Novartis Global CEO Vas Narasimhan stated that Kymriah’s safety profile has encouraged Novartis to expand production in France, Switzerland, and China. (Data from the commercial use of Kymriah have not yet been released.)
Vas Narasimhan is also optimistic that CAR-T therapy can treat patients in the early stages of cancer, not just those with advanced disease. “We truly believe this is a long-term game, and we are very confident in the prospects of our drugs.”
However, to instill the same confidence in others, more data beyond that of first-generation CAR-T products are required. The industry is closely monitoring safety data for next-generation CAR-T therapies, with several companies, including Novartis and Gilead, developing experimental CAR-T treatments for cancers such as blood cancers.
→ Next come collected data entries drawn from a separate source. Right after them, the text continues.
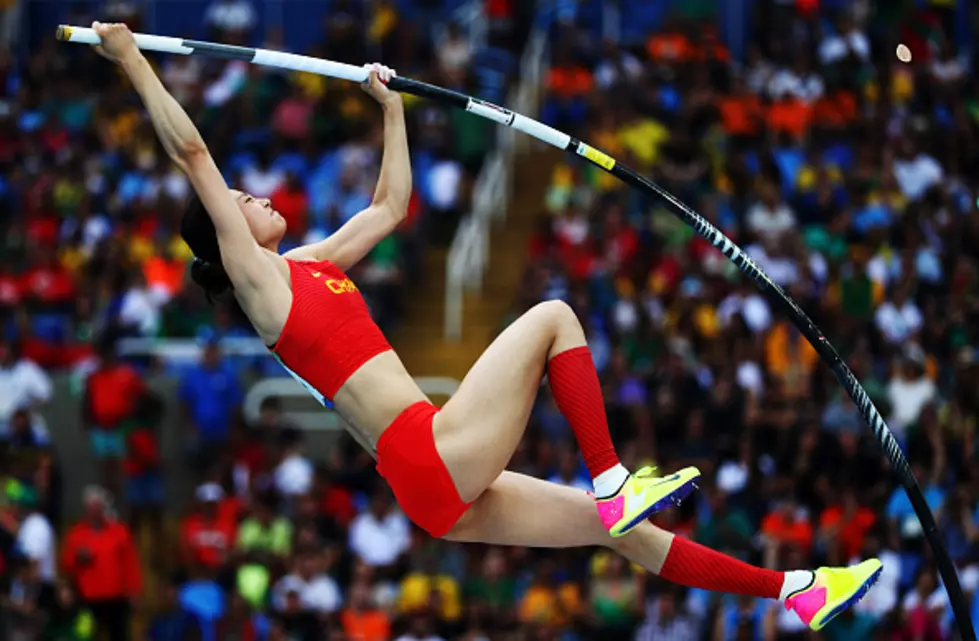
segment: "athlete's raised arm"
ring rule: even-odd
[[[395,76],[392,69],[370,65],[370,80],[364,91],[381,105],[384,112],[384,156],[381,173],[370,207],[357,213],[329,238],[297,247],[286,256],[294,260],[329,260],[340,269],[349,269],[367,255],[382,238],[394,231],[408,213],[411,198],[411,159],[405,131],[401,94],[385,83]]]
[[[275,272],[269,268],[264,250],[253,237],[200,132],[160,82],[126,25],[96,22],[92,28],[102,40],[95,49],[129,76],[167,155],[187,174],[214,223],[221,263],[235,294],[244,299],[255,297],[263,284],[276,277]],[[260,318],[252,320],[261,324]],[[256,329],[261,333],[261,327]]]

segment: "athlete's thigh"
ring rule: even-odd
[[[503,472],[445,538],[541,548],[605,546],[653,573],[673,543],[673,533],[648,522],[612,538],[587,493],[515,472]]]
[[[445,537],[539,548],[611,545],[587,492],[505,471]]]
[[[464,501],[489,487],[520,442],[555,333],[553,307],[538,305],[503,330],[435,417],[436,446]]]

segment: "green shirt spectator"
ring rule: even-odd
[[[269,501],[256,501],[251,515],[238,526],[237,548],[246,553],[288,556],[292,550],[292,524],[276,515]]]

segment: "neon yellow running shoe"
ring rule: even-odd
[[[848,568],[819,568],[812,585],[785,600],[785,609],[795,610],[803,623],[820,630],[862,599],[880,578],[883,567],[877,559],[868,559]]]
[[[660,510],[679,505],[697,488],[700,477],[695,467],[663,477],[656,476],[655,471],[655,467],[644,467],[629,476],[612,496],[595,499],[609,534],[622,536]]]

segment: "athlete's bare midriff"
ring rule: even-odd
[[[292,282],[286,260],[274,252],[266,251],[266,256],[282,276],[281,281],[273,279],[270,286],[284,285],[290,290],[291,297]],[[280,338],[288,316],[282,310],[267,309],[267,301],[271,299],[272,297],[258,296],[256,300],[248,301],[250,304],[239,299],[245,314],[255,325],[256,331],[259,331],[258,323],[254,322],[253,315],[260,315],[266,321],[271,321],[265,323],[271,331],[266,333],[259,331],[259,335],[267,345],[274,345]],[[349,424],[355,432],[354,435],[358,437],[357,440],[365,447],[375,446],[384,430],[405,408],[426,400],[429,400],[428,397],[415,383],[393,349],[381,352],[364,362],[347,378],[332,398],[334,409]],[[363,437],[370,442],[363,442]]]
[[[394,350],[361,365],[333,397],[340,415],[374,445],[405,408],[427,400]]]

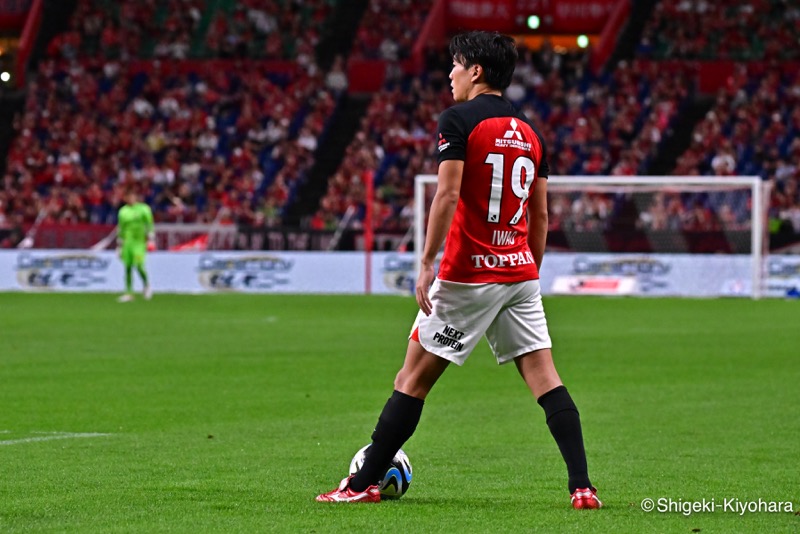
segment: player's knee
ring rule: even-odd
[[[418,399],[425,399],[432,386],[433,384],[425,380],[425,377],[419,373],[410,373],[403,369],[397,373],[397,377],[394,379],[395,390]]]
[[[411,393],[408,391],[409,388],[412,388],[411,374],[405,367],[403,367],[397,372],[397,376],[394,377],[394,389],[395,391],[401,391],[406,395],[411,395]]]
[[[405,367],[400,369],[397,372],[397,375],[394,377],[394,389],[397,391],[403,391],[403,388],[406,385],[408,373],[405,371]]]

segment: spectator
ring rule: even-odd
[[[342,56],[336,56],[331,70],[325,75],[325,86],[334,94],[339,94],[347,89],[347,74],[344,72]]]
[[[0,184],[24,220],[113,223],[112,193],[134,183],[157,221],[210,221],[221,204],[251,222],[266,197],[285,208],[335,105],[321,79],[157,69],[42,62]]]

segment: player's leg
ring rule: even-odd
[[[436,280],[430,295],[434,311],[430,316],[417,314],[395,390],[378,418],[364,465],[337,490],[317,497],[318,501],[380,500],[379,494],[373,498],[369,493],[376,491],[375,484],[392,458],[414,433],[431,388],[450,362],[466,361],[501,306],[492,300],[494,293],[488,287]]]
[[[589,480],[586,450],[578,407],[561,383],[550,349],[529,352],[514,359],[520,375],[545,413],[547,427],[567,464],[568,487],[576,508],[600,508]]]
[[[150,292],[150,280],[147,276],[147,269],[145,268],[146,251],[147,245],[144,243],[137,246],[133,255],[133,263],[136,266],[136,272],[139,273],[139,278],[142,280],[142,294],[145,299],[149,300],[152,297],[152,293]]]
[[[370,453],[351,488],[366,488],[380,480],[397,450],[414,433],[431,388],[450,362],[462,365],[466,361],[502,308],[503,294],[497,284],[434,282],[433,313],[417,314],[395,391],[378,419]]]
[[[514,360],[519,373],[545,413],[569,473],[569,492],[591,487],[578,408],[561,383],[550,349],[530,352]]]
[[[136,271],[139,273],[139,278],[142,279],[142,285],[144,287],[148,287],[150,282],[147,278],[147,269],[144,267],[144,262],[139,262],[136,264]]]
[[[536,281],[519,284],[509,305],[486,336],[500,363],[514,360],[520,375],[544,409],[547,426],[569,474],[569,490],[591,488],[578,409],[558,376],[552,342]],[[594,497],[599,507],[600,501]],[[575,504],[573,500],[573,504]]]
[[[381,479],[394,455],[416,430],[425,397],[449,364],[425,350],[418,341],[409,340],[403,367],[394,381],[394,392],[375,425],[364,465],[350,481],[351,489],[364,491]]]
[[[120,259],[125,268],[125,293],[117,300],[119,302],[130,302],[133,300],[133,251],[130,246],[122,246],[122,250],[120,250]]]
[[[537,399],[557,387],[563,387],[553,363],[553,351],[540,349],[514,358],[519,374]]]
[[[426,351],[414,339],[408,342],[406,358],[395,378],[392,396],[372,432],[372,444],[361,469],[342,480],[339,487],[317,497],[321,502],[378,502],[378,482],[417,428],[422,405],[450,362]]]
[[[150,280],[147,277],[147,271],[144,268],[144,264],[139,267],[139,276],[142,278],[142,283],[144,284],[142,295],[144,296],[145,300],[150,300],[153,298],[153,290],[150,288]]]
[[[403,367],[394,379],[394,389],[405,395],[425,400],[448,365],[450,365],[448,360],[428,352],[412,337],[408,341]]]
[[[462,365],[502,306],[494,284],[454,284],[436,280],[430,297],[433,313],[417,314],[394,392],[372,434],[364,466],[351,481],[363,489],[380,480],[397,450],[414,433],[422,404],[450,362]]]
[[[133,265],[125,264],[125,293],[133,293]]]

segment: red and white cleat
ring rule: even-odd
[[[317,495],[317,502],[381,502],[381,492],[378,486],[370,486],[364,491],[350,489],[350,479],[354,475],[342,480],[339,487],[328,493]]]
[[[576,510],[596,510],[602,508],[603,503],[597,498],[597,489],[578,488],[572,494],[572,507]]]

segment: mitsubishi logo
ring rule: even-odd
[[[511,129],[506,132],[503,136],[505,139],[510,139],[512,137],[516,137],[520,141],[522,141],[522,134],[517,131],[517,121],[516,119],[511,119]]]

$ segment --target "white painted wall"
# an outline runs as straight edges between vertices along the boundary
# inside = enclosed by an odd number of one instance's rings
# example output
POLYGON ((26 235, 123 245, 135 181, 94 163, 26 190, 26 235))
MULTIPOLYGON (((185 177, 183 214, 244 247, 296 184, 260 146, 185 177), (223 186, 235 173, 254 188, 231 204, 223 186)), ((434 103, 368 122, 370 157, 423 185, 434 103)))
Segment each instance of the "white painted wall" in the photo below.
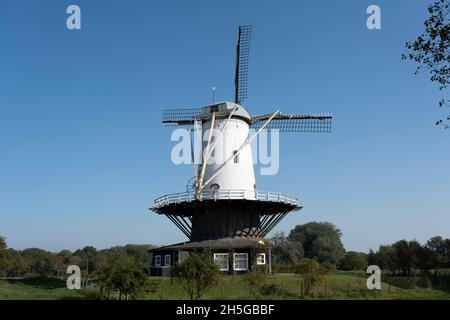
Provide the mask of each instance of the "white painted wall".
MULTIPOLYGON (((234 104, 229 104, 229 108, 234 106, 234 104)), ((239 108, 243 109, 241 106, 239 108)), ((245 109, 242 109, 241 112, 245 111, 245 109)), ((214 145, 215 137, 219 136, 227 119, 228 117, 216 118, 211 146, 214 145)), ((205 151, 207 145, 210 128, 211 118, 206 119, 202 123, 203 151, 205 151)), ((238 150, 245 142, 249 134, 249 125, 245 120, 233 117, 223 130, 211 154, 211 158, 207 161, 205 178, 203 180, 205 182, 233 154, 233 151, 238 150)), ((218 184, 220 186, 219 190, 255 190, 255 173, 253 170, 251 146, 247 145, 242 149, 238 158, 238 163, 235 163, 233 160, 227 163, 220 174, 208 183, 203 190, 211 190, 211 185, 213 184, 218 184)))

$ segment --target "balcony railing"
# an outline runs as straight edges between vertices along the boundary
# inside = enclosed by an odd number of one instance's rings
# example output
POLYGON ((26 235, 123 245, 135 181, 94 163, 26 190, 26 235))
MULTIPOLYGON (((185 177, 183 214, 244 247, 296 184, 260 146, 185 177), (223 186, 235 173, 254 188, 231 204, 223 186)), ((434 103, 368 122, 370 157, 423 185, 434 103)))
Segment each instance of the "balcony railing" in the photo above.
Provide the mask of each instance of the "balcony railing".
MULTIPOLYGON (((154 202, 154 208, 158 209, 166 205, 197 200, 195 192, 172 193, 159 197, 154 202)), ((298 206, 297 198, 279 192, 253 191, 253 190, 204 190, 198 200, 254 200, 280 202, 298 206)))

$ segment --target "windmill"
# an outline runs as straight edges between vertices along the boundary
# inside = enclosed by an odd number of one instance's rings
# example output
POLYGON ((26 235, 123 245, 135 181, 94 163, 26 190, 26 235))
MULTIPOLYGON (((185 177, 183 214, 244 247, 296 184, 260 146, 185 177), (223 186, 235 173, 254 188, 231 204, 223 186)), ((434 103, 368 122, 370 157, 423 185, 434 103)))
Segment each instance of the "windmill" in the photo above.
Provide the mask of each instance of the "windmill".
POLYGON ((167 216, 189 239, 152 249, 152 274, 164 275, 189 252, 206 248, 225 273, 258 266, 270 272, 270 247, 264 237, 289 212, 302 208, 292 196, 257 189, 250 144, 264 129, 330 132, 332 116, 285 115, 279 110, 251 115, 242 106, 247 97, 251 33, 251 26, 238 28, 234 102, 163 111, 164 126, 187 126, 192 134, 200 131, 202 156, 194 165, 188 190, 164 195, 151 208, 167 216))

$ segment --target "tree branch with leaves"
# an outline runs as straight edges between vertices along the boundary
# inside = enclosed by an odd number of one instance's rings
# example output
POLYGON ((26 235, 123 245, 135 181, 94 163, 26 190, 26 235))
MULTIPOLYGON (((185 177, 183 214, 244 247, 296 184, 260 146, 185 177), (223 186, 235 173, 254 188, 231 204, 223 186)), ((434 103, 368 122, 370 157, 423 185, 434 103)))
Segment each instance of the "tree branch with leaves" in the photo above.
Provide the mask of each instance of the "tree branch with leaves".
MULTIPOLYGON (((411 60, 418 64, 415 74, 429 73, 430 80, 439 84, 444 91, 450 84, 450 1, 436 0, 428 6, 430 16, 424 22, 425 30, 414 41, 406 42, 408 54, 402 60, 411 60)), ((439 107, 450 107, 450 99, 439 101, 439 107)), ((436 122, 449 129, 450 114, 436 122)))

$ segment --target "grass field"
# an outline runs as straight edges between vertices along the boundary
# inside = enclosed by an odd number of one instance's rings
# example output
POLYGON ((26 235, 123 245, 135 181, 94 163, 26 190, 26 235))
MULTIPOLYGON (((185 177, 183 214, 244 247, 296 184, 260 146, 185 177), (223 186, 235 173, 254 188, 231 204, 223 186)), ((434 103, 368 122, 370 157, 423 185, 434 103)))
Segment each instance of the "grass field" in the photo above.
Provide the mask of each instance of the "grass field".
POLYGON ((84 297, 79 290, 68 290, 64 280, 51 278, 0 280, 2 300, 61 300, 84 297))
MULTIPOLYGON (((182 287, 170 279, 152 277, 153 292, 148 299, 187 299, 182 287)), ((203 299, 254 299, 242 276, 221 277, 217 286, 208 289, 203 299)), ((310 295, 301 296, 301 278, 294 274, 276 274, 267 278, 259 299, 446 299, 450 292, 432 288, 402 289, 386 282, 381 290, 368 290, 366 278, 332 273, 316 285, 310 295)))
MULTIPOLYGON (((388 279, 395 283, 398 279, 388 279)), ((405 280, 404 278, 402 280, 405 280)), ((398 282, 398 281, 397 281, 398 282)), ((316 285, 310 295, 301 296, 301 279, 293 274, 276 274, 266 279, 259 299, 446 299, 450 292, 431 288, 400 288, 383 282, 380 291, 369 291, 361 273, 331 273, 316 285)), ((0 299, 92 299, 96 289, 68 290, 65 281, 48 278, 0 280, 0 299)), ((144 299, 188 299, 179 283, 168 278, 151 277, 144 299)), ((255 299, 242 276, 223 276, 202 299, 255 299)))

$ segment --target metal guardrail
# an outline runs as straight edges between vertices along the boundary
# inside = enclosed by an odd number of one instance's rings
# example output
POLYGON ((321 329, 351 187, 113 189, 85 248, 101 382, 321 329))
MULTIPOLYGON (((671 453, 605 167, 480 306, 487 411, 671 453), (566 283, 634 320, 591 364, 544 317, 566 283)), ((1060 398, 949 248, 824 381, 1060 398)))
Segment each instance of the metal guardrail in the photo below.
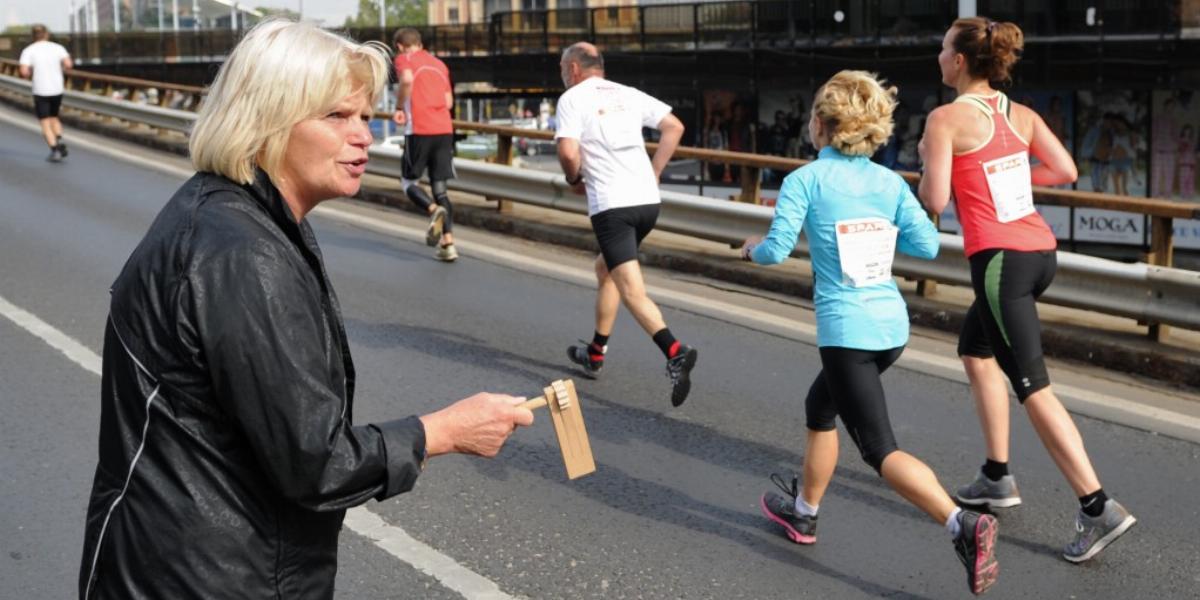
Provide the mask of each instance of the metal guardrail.
MULTIPOLYGON (((372 147, 367 171, 399 177, 403 152, 372 147)), ((562 175, 456 158, 457 177, 451 189, 503 196, 515 202, 578 214, 587 213, 587 199, 571 191, 562 175)), ((764 234, 774 210, 740 202, 662 192, 662 213, 656 229, 721 243, 737 243, 764 234)), ((940 234, 941 250, 934 260, 896 255, 892 271, 914 279, 957 285, 971 284, 962 237, 940 234)), ((807 257, 801 241, 795 256, 807 257)), ((1058 253, 1058 276, 1042 301, 1104 314, 1200 329, 1200 272, 1127 264, 1071 252, 1058 253)))
MULTIPOLYGON (((28 95, 30 84, 0 76, 0 90, 28 95)), ((195 121, 195 114, 188 111, 116 101, 75 91, 68 92, 63 103, 171 131, 186 132, 195 121)), ((402 151, 372 146, 370 156, 368 172, 400 177, 402 151)), ((572 192, 561 175, 461 158, 454 160, 454 167, 458 176, 450 181, 451 189, 587 213, 587 200, 572 192)), ((662 192, 662 200, 658 229, 721 243, 737 243, 748 236, 765 233, 774 213, 765 206, 670 191, 662 192)), ((940 237, 941 250, 936 259, 926 261, 898 254, 893 272, 908 278, 969 285, 970 272, 963 255, 962 238, 946 233, 940 237)), ((807 253, 807 246, 801 243, 794 254, 804 257, 807 253)), ((1126 264, 1060 251, 1058 276, 1042 300, 1143 322, 1200 330, 1200 272, 1195 271, 1146 263, 1126 264)))
MULTIPOLYGON (((32 95, 32 84, 24 79, 0 75, 0 89, 32 95)), ((187 133, 196 121, 196 113, 173 108, 113 100, 98 94, 66 90, 63 106, 76 108, 132 123, 144 123, 158 129, 187 133)))

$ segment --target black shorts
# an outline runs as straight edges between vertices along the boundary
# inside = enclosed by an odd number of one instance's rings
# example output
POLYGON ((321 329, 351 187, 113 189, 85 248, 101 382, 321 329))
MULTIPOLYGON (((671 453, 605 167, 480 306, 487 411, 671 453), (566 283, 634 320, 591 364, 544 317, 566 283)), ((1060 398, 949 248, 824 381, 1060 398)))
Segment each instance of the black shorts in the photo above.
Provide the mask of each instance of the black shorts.
POLYGON ((613 270, 621 263, 637 260, 638 247, 658 222, 659 204, 610 208, 592 215, 592 231, 600 243, 604 264, 613 270))
POLYGON ((971 256, 975 302, 958 337, 958 355, 996 357, 1024 402, 1050 385, 1042 358, 1037 299, 1050 287, 1058 257, 1053 250, 984 250, 971 256))
POLYGON ((34 96, 33 97, 33 112, 37 114, 38 120, 49 119, 50 117, 58 116, 58 109, 62 106, 62 94, 57 96, 34 96))
POLYGON ((883 459, 899 449, 879 376, 900 358, 904 347, 856 350, 825 346, 820 352, 821 372, 804 400, 808 428, 833 431, 836 418, 841 417, 863 460, 878 473, 883 459))
POLYGON ((416 181, 426 169, 430 181, 454 179, 454 134, 404 138, 404 178, 416 181))

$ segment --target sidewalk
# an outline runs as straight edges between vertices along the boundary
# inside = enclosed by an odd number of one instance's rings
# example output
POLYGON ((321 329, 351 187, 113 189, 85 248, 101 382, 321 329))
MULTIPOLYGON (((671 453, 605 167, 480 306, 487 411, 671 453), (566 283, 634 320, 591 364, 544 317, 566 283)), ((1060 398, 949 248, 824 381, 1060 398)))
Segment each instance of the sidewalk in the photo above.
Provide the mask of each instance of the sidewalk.
MULTIPOLYGON (((0 102, 21 110, 31 103, 0 94, 0 102)), ((122 139, 173 154, 186 156, 187 142, 180 135, 156 135, 146 127, 131 128, 96 118, 65 112, 68 127, 122 139)), ((369 202, 417 209, 404 196, 398 181, 367 175, 360 197, 369 202)), ((510 213, 496 211, 494 202, 472 194, 454 192, 455 223, 514 235, 541 243, 597 251, 591 224, 583 215, 513 205, 510 213)), ((766 233, 765 231, 763 233, 766 233)), ((762 267, 743 262, 728 245, 656 231, 642 246, 644 264, 777 292, 803 299, 812 298, 812 273, 807 261, 791 259, 782 265, 762 267)), ((957 335, 967 306, 973 299, 967 288, 938 284, 927 298, 916 295, 916 283, 901 281, 914 325, 957 335)), ((1099 313, 1039 304, 1042 339, 1046 355, 1087 365, 1200 389, 1200 332, 1172 328, 1166 342, 1146 337, 1146 328, 1134 320, 1099 313)), ((945 334, 943 334, 945 335, 945 334)))

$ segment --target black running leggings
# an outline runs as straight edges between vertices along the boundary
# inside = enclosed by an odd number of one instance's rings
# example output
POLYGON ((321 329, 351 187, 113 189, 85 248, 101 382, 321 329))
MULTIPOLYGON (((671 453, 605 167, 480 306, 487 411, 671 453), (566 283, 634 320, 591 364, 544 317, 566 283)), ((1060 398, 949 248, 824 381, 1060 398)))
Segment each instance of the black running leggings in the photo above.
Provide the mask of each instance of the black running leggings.
POLYGON ((975 302, 963 321, 958 355, 996 357, 1024 403, 1050 385, 1037 299, 1054 281, 1057 257, 1053 250, 983 250, 970 262, 975 302))
POLYGON ((404 193, 408 195, 408 199, 412 200, 421 210, 428 212, 429 207, 437 204, 446 209, 446 220, 442 222, 442 231, 453 233, 454 231, 454 205, 450 204, 450 195, 446 193, 446 182, 435 180, 430 183, 429 188, 433 190, 433 198, 421 189, 421 186, 412 184, 404 193))
POLYGON ((856 350, 825 346, 820 351, 821 372, 804 401, 808 428, 833 431, 841 417, 863 460, 879 473, 883 459, 899 450, 879 376, 900 358, 904 347, 856 350))

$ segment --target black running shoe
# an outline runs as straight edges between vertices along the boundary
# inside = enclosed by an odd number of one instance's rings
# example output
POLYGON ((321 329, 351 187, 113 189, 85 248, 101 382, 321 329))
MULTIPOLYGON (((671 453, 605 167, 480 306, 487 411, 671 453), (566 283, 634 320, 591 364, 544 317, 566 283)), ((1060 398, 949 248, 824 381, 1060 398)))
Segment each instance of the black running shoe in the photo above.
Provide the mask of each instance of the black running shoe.
POLYGON ((62 152, 58 151, 58 146, 50 149, 50 156, 47 156, 46 160, 53 163, 62 162, 62 152))
POLYGON ((976 596, 988 591, 1000 576, 996 562, 996 534, 999 524, 992 515, 964 510, 958 513, 959 532, 954 551, 967 568, 967 587, 976 596))
POLYGON ((667 377, 671 378, 671 406, 679 406, 692 391, 691 373, 696 366, 696 349, 680 345, 675 358, 667 359, 667 377))
POLYGON ((583 345, 567 348, 567 358, 571 359, 571 362, 583 367, 583 374, 589 379, 595 379, 600 375, 600 371, 604 369, 604 358, 601 356, 600 360, 593 360, 592 353, 589 350, 591 344, 583 340, 579 340, 579 342, 583 345))
POLYGON ((791 489, 788 489, 783 477, 777 473, 771 473, 771 481, 779 486, 783 493, 770 490, 762 495, 759 506, 763 516, 782 525, 783 532, 789 540, 804 545, 817 543, 816 515, 805 517, 796 514, 796 496, 799 493, 796 477, 792 477, 791 489))
POLYGON ((68 154, 67 145, 62 142, 62 138, 58 138, 58 153, 61 154, 63 158, 66 158, 68 154))

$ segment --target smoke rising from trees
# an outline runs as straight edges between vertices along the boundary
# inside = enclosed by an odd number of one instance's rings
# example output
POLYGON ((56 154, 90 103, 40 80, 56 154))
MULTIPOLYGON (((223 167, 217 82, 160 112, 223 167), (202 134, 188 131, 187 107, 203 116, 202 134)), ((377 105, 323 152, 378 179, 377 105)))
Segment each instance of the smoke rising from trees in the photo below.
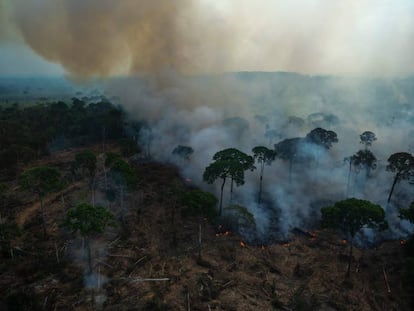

If these therapies demonstrate improved safety profiles, the use of CAR-T in broader clinical settings will become feasible.
The breakthrough nature of CAR-T therapy led to Kymriah and Yescarta being labeled as “blockbuster drugs” upon their market launch. This high expectation is evident from Novartis CEO’s ambition to extend CAR-T therapy to patients in the early stages of cancer, as well as Gilead’s $11.9 billion acquisition of Kite Pharma just before Yescarta’s approval. A third CAR-T therapy, JCAR017, developed by Juno Therapeutics (a subsidiary of Celgene, now part of Bristol Myers Squibb), is also poised for launch.
However, beyond therapeutic efficacy, it is also essential to strengthen the industrial chain. The commercial setbacks encountered by the world’s first marketed CAR-T drug have highlighted the imperative need to optimize manufacturing processes. If domestic companies dedicated to CAR-T development can strategically position themselves in advance, they may gain a competitive edge in the commercial application of their products post-launch.